Pese a una pandemia transitada, una situación mundial compleja por la guerra entre Ucrania y Rusia, una emergencia agropecuaria originada por una de las mayores sequias de los últimos años, está claro el rumbo de gestión, los objetivos precisos del equipo económico y los saldos positivos en la regulación de la inflación, el control del déficit fiscal, recuperación del salario real que está en marcha, y el crecimiento del empleo según lo esperado.

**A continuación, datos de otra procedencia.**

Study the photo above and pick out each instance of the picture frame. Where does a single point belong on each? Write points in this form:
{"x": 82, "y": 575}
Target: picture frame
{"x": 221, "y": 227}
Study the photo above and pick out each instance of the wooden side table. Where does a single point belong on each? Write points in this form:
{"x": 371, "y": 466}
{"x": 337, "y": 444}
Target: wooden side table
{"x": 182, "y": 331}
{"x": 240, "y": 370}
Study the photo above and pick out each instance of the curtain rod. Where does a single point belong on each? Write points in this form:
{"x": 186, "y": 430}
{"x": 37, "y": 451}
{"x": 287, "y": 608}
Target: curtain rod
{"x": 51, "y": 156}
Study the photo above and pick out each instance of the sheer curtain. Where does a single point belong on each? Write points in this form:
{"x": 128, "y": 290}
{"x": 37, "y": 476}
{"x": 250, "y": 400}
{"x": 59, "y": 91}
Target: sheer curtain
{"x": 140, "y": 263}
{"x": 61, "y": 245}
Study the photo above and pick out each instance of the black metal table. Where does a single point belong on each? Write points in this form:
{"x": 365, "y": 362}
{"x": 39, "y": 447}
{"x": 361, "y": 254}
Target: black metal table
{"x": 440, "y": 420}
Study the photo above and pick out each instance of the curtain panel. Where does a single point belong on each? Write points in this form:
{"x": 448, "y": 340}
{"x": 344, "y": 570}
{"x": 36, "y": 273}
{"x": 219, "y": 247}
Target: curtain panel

Faltaba algo, es verdad, el impacto en la economía doméstica, lo que habitualmente llamamos “en el bolsillo de la gente” y ese será uno de los anuncios del Presidente ante la Asamblea General el 2 de marzo próximo: la rebaja de impuestos en salarios y jubilaciones. La estabilidad macroeconómica y una administración responsable de los dineros públicos tendrán beneficios directos sobre los ciudadanos.
Han sido tres años de cumplimiento de promesas electorales pese a las adversidades encontradas en el camino, las que no fueron excusas para liderar dos grandes reformas que el gobierno anterior no pudo conseguir: la reforma educativa y la reforma de la seguridad social. Ambas reformas puede pensarse que tendrá costos políticos pero la decisión de llevarlas adelante evidencia una postura firme de este gobierno de atender que a las necesidades reales por encima de los intereses partidarios. Nadie pone en duda que las reformas son necesarias.
Los ciudadanos fuimos en estos 1000 días responsablemente libres. Recordemos que en estos años se aprobó y se validó por la ciudadanía una Ley de urgente consideración que impuso modificaciones estructurales en seguridad, educación, adopciones, alquileres y una variadísima gama de cambios en todas las áreas públicas. Se invirtió muy por encima de lo que se venía haciendo en primera infancia. Es para destacar también la gran inversión en obras públicas, en la totalidad de puentes y rutas nacionales.
Conseguimos respeto y confianza internacional por nuestras políticas apegadas a principios de Naciones Unidas, por lograr la calificación crediticia más alta de la historia y el riesgo país más bajo. Por eso está en agenda de gobierno la profundización de la inserción internacional.
Pequeños geográficamente, pero grandes en el mundo.